On Monday, February 11, 2019, the HHS’ Office of the National Coordinator for Health Information Technology (ONC) and the Centers for Medicare and Medicaid Services (CMS) released new rules covering patient data access and information blocking.

The aim of the new rules is to advance interoperability and support the meaningful exchange and use of health information. The rules are intended to increase competition, encourage innovation, and give patients control over their health data.

One of the main goals is to make health information accessible via application programming interfaces (APIs). Currently consumers use a wide range of smartphone apps for paying bills and accessing information. It should be just as easy to gain access to healthcare data through apps and for healthcare data to be provided electronically at no cost.

One of the main requirements of the new rules is for healthcare providers and health plans to implement data sharing technologies that support the transition of care to new healthcare providers and health plans.

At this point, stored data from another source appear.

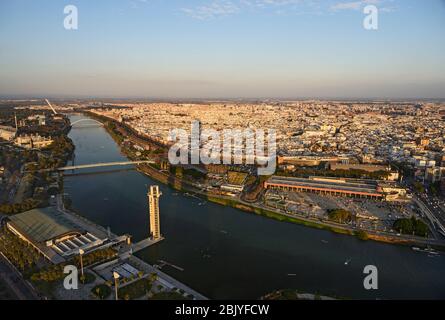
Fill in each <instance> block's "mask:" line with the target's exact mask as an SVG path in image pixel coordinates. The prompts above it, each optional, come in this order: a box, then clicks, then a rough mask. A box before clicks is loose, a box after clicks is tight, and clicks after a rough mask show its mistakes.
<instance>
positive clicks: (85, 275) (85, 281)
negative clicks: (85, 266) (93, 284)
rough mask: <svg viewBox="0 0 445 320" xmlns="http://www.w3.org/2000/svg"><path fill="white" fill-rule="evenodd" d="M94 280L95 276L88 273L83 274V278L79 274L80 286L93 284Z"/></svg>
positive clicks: (85, 272)
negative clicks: (87, 284) (80, 285)
mask: <svg viewBox="0 0 445 320" xmlns="http://www.w3.org/2000/svg"><path fill="white" fill-rule="evenodd" d="M94 280H96V276H95V275H94V274H92V273H90V272H85V274H84V275H83V277H82V275H81V274H79V281H80V282H81V283H82V284H90V283H93V282H94Z"/></svg>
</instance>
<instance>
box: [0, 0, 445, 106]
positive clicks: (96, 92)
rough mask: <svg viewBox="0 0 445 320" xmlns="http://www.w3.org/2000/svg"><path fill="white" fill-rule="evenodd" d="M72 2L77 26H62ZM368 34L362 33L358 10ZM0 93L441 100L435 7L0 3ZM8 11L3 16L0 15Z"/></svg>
mask: <svg viewBox="0 0 445 320" xmlns="http://www.w3.org/2000/svg"><path fill="white" fill-rule="evenodd" d="M69 4H72V5H75V6H76V7H77V8H78V14H79V29H78V30H70V31H69V30H65V29H64V27H63V21H64V18H65V16H66V15H64V13H63V9H64V6H66V5H69ZM368 4H373V5H375V6H377V8H378V9H379V29H378V30H373V31H371V30H365V29H364V28H363V19H364V17H365V14H364V13H363V8H364V6H365V5H368ZM0 8H1V9H2V10H0V18H1V19H0V20H1V22H0V39H2V44H1V45H0V48H1V50H0V68H1V69H2V76H1V77H0V96H1V97H7V98H10V97H43V96H49V97H70V98H88V97H98V98H159V99H229V98H245V99H249V98H283V99H298V98H320V99H328V98H330V99H371V98H376V99H389V98H391V99H417V98H431V99H437V98H445V97H444V96H443V92H445V76H444V75H443V70H444V69H445V61H444V59H443V57H442V56H443V52H444V49H445V44H444V42H443V41H441V40H442V34H443V31H444V30H445V22H444V20H443V19H442V18H443V15H444V14H445V3H444V1H439V0H432V1H429V2H428V5H425V2H421V1H415V0H412V1H411V0H409V1H398V0H380V1H379V0H362V1H342V0H335V1H334V0H332V1H315V0H312V1H296V0H257V1H253V0H252V1H247V0H239V1H238V0H232V1H222V0H221V1H220V0H214V1H179V0H178V1H171V2H168V3H165V2H163V1H157V0H152V1H148V0H147V1H142V0H140V1H134V0H133V1H107V2H106V3H90V2H88V1H82V0H79V1H70V2H64V3H56V2H52V1H43V2H39V3H36V2H29V1H3V2H2V4H0ZM6 13H7V14H6Z"/></svg>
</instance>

Whenever a patient wishes to start seeing a new physician or wants to change to a new health plan, their health data should be seamlessly transferred.

The CMS rule proposes that by 2020, all healthcare organizations working with Medicare and Medicaid will be required to share health information and claims data with patients electronically via an API. This would make it easy for patents to change health plan and take their data with them. It will ensure that by 2020, 125 million patients will be able to receive their claims information electronically.

The ONC rule updates its conditions of certification, which require health IT developers to publish APIs that allow access to patient data without any special effort. The goal is for healthcare organizations to adopt standardized APIs to support the accessing of structured and unstructured health data via mobile devices.

The ONC rule implements the 21st Century Cure Act’s information blocking provisions and adds seven new exceptions to the information blocking rule – Actions and activities which are not classed as information blocking.

The new exceptions are:

  • Practices that prevent patients from being harmed
  • Practices that protect the privacy of electronic health information
  • Practices that ensure the security of electronic health information
  • Maintaining and improving health IT performance with user agreement
  • Recovering reasonable costs to allow the exchange, use, and accessing of electronic health information
  • Denying access, exchange, and use of electronic health information because it is unfeasible or would impose a substantial burden, which is unreasonable under the circumstances.
  • Licensing of technical artifacts to support the interoperability of electronic health information on reasonable and non-discriminatory terms

The ONC has proposed that healthcare providers found to be blocking information sharing should be named and shamed to discourage the practice and suggests that those organizations may also face financial penalties. “We are going to expose the bad actors who are purposely trying to keep patients from their own information,” explained CMS Administrator Seema Verma

Comments have also been requested on including pricing information along with electronic health information to allow patients to see exactly how much they are paying for their healthcare.

“These proposed rules strive to bring the nation’s healthcare system one step closer to a point where patients and clinicians have the access they need to all of a patient’s health information, helping them in making better choices about care and treatment,” said HHS Secretary Alex Azar. “By outlining specific requirements about electronic health information, we will be able to help patients, their caregivers, and providers securely access and share health information. These steps forward for health IT are essential to building a healthcare system that pays for value rather than procedures, especially through empowering patients as consumers.”